The job of the foundation is to help raise money for the school and it wants to use Oakland to help achieve that goal, Law said.

”That is wide open right now,” he said. ”We haven’t fine-tuned that yet.

”We want to use it to draw back some of the alumni to the school where they got their education and have functions here for them. A lot of that is still under discussion,” Law said.

The gift includes the home’s furniture, much of which is from the 1800s built from trees that originally stood on the grounds.

”It is our intent that everything that is here we are going to preserve,” Law said.

They are undergoing a process to evaluate what is in the home, he said. Agreements are in place and being made to ensure the long-term preservation of historical items in the home, Law said.

Officials are not releasing an assessed value of the home and grounds.

There are opportunities for academic work at the site, including history, economics and business, said Senta Goudy, executive director of the West Virginia University at Parkersburg Foundation and vice president for institutional advancement.

”Stephenson was a major pioneer here,” she said. ”He was an economic driver for the region. The connection to the community is very strong.”

The foundation will be seeking grants, gifts and other resources to benefit the development of the Oakland mansion and grounds as a major component of a busy and thriving college while preserving the history of West Virginia and the Mid-Ohio Valley, officials said.

”There is just so much potential here,” Goudy said. ”We are not closing the door on anything.”

Goudy said activities and tours are coming up in the near future to highlight the property.

The building and grounds are as much a part of the area’s history as anything and the college wants to preserve that, officials said.

”Our vision for WVU-P is that it be recognized for academic excellence and its relationship with the community,” said Fletcher Lamkin, WVU-P president, in a prepared statement. ”Oakland, which is on the National Register of Historic Places, provides us with a great opportunity for enhancing our business, history and other academic programs while giving students and alumni a wonderful place to meet and experience a truly one-of-a-kind place.”

WVU-P recently sold parts of its Downtown Center on Market Street after the site could not generate the student interest in programs offered there. That building had been donated to the college and renovated.

Goudy said the foundation and the university are two distinct organizations and the properties were different.

”They are two separate things,” she said. ”(Oakland) is a gift to the foundation.
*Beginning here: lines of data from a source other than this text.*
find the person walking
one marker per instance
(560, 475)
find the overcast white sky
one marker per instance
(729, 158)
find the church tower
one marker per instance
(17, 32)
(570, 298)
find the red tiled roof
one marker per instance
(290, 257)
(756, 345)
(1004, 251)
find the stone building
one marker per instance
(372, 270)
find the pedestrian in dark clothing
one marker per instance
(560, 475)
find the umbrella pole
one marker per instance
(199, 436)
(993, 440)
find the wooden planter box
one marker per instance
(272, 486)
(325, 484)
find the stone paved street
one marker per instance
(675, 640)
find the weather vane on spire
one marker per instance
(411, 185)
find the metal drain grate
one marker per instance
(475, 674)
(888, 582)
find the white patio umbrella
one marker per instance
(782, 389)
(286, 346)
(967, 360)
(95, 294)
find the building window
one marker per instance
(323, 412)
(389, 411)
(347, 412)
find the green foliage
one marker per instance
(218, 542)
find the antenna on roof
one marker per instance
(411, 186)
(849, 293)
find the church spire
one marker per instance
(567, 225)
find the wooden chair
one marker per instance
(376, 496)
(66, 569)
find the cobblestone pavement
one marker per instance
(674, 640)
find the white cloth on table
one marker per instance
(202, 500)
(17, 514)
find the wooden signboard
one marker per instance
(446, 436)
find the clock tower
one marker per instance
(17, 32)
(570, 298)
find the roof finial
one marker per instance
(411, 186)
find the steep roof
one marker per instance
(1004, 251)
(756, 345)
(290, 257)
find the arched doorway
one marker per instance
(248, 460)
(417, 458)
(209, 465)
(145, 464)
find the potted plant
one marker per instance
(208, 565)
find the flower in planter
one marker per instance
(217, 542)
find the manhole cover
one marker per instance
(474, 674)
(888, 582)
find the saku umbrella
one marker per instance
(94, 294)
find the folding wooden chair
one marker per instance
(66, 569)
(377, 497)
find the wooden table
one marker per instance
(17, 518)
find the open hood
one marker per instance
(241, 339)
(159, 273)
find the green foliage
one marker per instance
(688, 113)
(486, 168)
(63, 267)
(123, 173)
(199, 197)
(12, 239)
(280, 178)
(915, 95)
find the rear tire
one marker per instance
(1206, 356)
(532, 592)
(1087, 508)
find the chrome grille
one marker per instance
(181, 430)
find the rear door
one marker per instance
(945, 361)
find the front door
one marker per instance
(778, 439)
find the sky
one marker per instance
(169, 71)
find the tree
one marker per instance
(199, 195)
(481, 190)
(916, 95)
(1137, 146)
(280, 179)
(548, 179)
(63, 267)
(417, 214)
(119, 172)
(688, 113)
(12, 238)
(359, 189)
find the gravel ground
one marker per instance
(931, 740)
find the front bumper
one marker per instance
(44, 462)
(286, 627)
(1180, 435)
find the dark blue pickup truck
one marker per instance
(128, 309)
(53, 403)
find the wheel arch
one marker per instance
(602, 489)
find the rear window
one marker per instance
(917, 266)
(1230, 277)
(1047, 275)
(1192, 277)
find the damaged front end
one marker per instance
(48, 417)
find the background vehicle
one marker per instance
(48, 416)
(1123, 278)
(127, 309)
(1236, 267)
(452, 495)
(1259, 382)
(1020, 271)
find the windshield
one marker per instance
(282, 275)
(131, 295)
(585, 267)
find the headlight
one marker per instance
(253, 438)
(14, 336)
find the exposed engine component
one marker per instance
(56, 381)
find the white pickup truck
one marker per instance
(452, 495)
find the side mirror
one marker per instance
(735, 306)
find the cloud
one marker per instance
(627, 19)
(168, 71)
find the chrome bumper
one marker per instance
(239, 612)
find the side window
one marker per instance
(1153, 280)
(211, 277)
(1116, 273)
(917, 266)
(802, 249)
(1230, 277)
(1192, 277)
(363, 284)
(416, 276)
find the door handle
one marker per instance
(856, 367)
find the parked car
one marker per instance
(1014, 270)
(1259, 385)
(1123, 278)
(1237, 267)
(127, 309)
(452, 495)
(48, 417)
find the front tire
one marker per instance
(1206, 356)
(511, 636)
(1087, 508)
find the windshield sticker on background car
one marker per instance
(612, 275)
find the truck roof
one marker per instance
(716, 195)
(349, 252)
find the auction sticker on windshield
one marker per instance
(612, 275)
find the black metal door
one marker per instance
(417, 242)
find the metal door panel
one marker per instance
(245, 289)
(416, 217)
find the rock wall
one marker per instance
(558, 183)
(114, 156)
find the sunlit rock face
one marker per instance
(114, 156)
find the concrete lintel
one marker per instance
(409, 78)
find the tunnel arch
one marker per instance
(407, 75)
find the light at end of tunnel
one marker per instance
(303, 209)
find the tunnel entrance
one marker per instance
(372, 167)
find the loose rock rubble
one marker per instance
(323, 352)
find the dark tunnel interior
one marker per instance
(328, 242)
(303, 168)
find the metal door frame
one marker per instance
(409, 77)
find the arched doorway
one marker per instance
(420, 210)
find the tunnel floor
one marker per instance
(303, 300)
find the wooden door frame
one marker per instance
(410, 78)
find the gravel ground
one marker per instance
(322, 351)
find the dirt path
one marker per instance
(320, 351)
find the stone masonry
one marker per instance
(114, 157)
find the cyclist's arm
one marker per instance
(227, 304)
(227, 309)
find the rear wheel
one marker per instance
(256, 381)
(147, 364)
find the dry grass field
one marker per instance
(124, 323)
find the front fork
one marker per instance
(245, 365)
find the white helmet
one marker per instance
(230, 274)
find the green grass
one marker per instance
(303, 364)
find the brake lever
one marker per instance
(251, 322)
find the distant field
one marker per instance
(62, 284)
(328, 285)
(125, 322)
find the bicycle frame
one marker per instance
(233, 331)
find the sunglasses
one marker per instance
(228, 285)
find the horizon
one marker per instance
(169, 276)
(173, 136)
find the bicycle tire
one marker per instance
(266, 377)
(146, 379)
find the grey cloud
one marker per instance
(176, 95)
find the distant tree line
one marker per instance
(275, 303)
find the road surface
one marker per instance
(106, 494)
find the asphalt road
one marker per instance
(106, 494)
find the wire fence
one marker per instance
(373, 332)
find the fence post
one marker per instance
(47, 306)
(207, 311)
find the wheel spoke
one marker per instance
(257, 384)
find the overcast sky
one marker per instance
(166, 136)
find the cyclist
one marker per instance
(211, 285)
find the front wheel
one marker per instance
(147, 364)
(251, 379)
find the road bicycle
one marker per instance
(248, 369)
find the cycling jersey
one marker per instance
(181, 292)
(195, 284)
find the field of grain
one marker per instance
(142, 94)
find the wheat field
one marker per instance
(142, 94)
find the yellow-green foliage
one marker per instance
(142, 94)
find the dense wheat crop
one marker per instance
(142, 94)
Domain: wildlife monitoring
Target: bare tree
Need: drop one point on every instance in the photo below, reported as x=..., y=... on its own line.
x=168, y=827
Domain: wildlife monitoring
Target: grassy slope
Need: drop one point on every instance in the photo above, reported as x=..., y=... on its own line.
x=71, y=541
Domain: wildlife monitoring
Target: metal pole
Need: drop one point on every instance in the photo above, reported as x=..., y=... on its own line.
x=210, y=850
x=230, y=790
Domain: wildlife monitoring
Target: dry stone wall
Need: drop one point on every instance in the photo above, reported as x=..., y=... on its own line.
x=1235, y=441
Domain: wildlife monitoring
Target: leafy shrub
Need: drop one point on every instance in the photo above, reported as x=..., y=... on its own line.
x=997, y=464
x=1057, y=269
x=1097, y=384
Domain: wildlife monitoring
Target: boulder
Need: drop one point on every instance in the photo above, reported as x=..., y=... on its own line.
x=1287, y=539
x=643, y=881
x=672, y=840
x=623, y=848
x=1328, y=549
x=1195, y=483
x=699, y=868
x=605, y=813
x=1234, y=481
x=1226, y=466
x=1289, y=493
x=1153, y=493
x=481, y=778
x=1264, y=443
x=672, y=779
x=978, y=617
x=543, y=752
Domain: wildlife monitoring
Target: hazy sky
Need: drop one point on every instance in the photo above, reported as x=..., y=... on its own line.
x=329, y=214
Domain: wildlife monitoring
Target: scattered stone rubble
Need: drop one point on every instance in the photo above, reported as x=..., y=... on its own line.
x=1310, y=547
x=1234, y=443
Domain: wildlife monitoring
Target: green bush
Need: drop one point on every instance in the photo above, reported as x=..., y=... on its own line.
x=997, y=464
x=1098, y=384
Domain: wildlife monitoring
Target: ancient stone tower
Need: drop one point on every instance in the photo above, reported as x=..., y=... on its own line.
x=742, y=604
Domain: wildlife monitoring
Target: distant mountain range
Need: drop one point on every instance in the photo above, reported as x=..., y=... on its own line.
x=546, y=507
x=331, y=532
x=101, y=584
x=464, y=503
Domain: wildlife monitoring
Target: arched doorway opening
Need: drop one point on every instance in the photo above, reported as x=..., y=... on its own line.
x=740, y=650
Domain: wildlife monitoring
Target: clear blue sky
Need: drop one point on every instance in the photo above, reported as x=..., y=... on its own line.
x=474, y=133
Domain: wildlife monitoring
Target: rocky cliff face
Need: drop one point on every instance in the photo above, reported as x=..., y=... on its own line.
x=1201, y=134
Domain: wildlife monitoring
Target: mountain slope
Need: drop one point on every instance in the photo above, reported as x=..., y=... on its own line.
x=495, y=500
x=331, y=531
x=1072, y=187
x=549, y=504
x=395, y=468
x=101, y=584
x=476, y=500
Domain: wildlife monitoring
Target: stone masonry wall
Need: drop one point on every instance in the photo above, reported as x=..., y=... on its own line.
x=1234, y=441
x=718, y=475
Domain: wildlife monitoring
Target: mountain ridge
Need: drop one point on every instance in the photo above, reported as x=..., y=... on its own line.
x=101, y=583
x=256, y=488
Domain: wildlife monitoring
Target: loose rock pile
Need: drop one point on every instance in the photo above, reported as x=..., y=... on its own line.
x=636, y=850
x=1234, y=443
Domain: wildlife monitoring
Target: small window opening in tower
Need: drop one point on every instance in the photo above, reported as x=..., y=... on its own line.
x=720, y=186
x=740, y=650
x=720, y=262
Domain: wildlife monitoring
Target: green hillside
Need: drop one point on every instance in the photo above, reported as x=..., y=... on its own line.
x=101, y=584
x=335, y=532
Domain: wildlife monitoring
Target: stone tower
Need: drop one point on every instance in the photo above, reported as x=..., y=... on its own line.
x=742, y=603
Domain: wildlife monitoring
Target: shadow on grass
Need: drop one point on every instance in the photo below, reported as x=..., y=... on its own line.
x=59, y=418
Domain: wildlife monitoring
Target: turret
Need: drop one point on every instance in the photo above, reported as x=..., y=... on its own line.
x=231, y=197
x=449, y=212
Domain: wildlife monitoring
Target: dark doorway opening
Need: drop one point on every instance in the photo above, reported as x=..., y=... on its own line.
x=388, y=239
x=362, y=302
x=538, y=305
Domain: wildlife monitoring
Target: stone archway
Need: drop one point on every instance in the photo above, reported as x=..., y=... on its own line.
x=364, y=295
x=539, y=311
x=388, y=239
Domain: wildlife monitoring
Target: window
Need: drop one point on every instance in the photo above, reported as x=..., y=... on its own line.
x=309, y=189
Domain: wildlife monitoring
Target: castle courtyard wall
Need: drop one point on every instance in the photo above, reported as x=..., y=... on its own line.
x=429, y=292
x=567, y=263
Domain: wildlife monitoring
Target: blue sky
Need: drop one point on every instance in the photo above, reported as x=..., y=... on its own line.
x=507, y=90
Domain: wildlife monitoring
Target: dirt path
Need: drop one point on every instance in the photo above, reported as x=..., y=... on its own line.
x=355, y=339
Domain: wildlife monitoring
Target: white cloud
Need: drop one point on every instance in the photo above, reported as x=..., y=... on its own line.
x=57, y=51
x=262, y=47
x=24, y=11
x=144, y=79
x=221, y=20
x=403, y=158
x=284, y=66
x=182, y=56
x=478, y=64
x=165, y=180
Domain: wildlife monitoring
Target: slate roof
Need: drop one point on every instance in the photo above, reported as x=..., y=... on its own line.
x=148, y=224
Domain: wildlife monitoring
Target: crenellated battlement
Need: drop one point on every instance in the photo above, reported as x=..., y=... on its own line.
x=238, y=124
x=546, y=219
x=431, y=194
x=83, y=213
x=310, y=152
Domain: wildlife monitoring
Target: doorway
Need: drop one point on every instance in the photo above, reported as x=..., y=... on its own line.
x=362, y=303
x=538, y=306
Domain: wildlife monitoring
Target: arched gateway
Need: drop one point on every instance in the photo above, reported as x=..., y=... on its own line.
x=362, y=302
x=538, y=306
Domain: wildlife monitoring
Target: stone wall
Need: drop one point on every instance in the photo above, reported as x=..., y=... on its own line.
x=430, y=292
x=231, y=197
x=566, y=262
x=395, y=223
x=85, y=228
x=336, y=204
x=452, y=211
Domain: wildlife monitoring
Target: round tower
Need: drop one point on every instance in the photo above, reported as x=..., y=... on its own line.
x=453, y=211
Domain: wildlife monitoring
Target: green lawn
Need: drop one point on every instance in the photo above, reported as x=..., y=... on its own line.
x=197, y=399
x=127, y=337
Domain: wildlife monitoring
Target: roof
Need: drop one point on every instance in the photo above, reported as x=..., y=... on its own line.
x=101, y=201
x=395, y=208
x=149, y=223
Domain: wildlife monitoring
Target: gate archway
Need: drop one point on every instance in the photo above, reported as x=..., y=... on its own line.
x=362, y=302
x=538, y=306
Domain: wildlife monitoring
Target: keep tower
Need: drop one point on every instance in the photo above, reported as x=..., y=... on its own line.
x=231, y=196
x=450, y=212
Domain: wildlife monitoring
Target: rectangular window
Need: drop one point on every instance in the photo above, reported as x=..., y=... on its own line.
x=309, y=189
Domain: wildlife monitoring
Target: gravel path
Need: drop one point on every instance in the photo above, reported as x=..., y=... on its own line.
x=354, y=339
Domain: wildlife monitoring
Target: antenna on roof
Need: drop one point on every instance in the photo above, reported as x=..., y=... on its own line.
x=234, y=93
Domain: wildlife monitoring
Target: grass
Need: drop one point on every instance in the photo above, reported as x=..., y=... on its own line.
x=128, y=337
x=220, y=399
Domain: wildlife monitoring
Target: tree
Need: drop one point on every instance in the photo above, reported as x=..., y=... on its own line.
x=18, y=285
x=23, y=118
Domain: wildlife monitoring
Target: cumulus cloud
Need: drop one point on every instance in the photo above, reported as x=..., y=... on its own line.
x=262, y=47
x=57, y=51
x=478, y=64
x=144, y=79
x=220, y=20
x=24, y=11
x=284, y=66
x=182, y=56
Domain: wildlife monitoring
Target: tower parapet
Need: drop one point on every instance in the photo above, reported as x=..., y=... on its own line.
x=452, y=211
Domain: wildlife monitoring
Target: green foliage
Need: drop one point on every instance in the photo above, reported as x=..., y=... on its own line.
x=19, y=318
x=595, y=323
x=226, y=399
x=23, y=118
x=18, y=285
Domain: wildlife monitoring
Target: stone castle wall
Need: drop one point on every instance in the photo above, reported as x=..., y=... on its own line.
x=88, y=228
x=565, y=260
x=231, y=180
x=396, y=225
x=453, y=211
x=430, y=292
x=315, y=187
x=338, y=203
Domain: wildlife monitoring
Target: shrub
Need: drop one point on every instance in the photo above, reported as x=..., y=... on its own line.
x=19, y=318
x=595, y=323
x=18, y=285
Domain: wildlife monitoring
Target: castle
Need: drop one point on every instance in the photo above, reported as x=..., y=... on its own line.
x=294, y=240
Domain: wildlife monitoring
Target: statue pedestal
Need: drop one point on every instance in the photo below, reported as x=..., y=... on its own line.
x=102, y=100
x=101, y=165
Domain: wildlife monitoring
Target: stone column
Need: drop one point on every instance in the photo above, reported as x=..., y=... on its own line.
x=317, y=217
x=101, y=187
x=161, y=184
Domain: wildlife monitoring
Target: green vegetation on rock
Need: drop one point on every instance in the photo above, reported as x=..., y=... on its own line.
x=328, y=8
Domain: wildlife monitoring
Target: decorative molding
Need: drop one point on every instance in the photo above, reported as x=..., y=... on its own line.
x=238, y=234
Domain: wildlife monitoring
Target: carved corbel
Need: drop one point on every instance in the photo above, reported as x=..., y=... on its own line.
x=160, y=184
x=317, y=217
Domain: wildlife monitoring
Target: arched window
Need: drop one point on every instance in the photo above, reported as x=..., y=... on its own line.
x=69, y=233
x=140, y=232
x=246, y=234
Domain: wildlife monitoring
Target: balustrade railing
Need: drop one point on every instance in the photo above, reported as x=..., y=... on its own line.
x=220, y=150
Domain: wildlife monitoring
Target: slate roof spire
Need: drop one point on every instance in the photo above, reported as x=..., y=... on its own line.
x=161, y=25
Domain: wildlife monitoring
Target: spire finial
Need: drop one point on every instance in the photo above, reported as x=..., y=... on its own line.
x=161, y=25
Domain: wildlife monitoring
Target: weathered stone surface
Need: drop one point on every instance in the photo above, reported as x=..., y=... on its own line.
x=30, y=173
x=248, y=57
”The sole purpose of the foundation is to benefit the mission of the college. This has the purpose of supporting our alumni and our academics in broad terms. This is such an asset for the community and we are going to look to the community to help us support it,” Goudy said.

The Downtown Center was developed purely for academic purposes and at the time, the school had a large student enrollment, Goudy said. The development of Oakland is not dependent only on student enrollment. It can also accommodate activities with far more community reach in the area, she said.

”It is that broader use,” she said.

Lutz is the last of his family who would be living in the Parkersburg area, he said.

”Something had to be done with the house,” he said.

He has had offers to buy the property, but most of those plans involved tearing the house down and he did not want that.

”I began looking at other avenues on what I could do with it,” he said.

That led him to the foundation.

The deal worked out allowed for the preservation of the house while making needed updates and repairs, Lutz said.

”Parkersburg has a long, rich history and has been a great place to live for my family since the 1790s,” he said. ”I am happy to give something back to the community.

”It has been here for 183 years. West Virginia University at Parkersburg and its foundation will be a good steward of the property and will make use of it that will benefit both the school and the community,” Lutz said.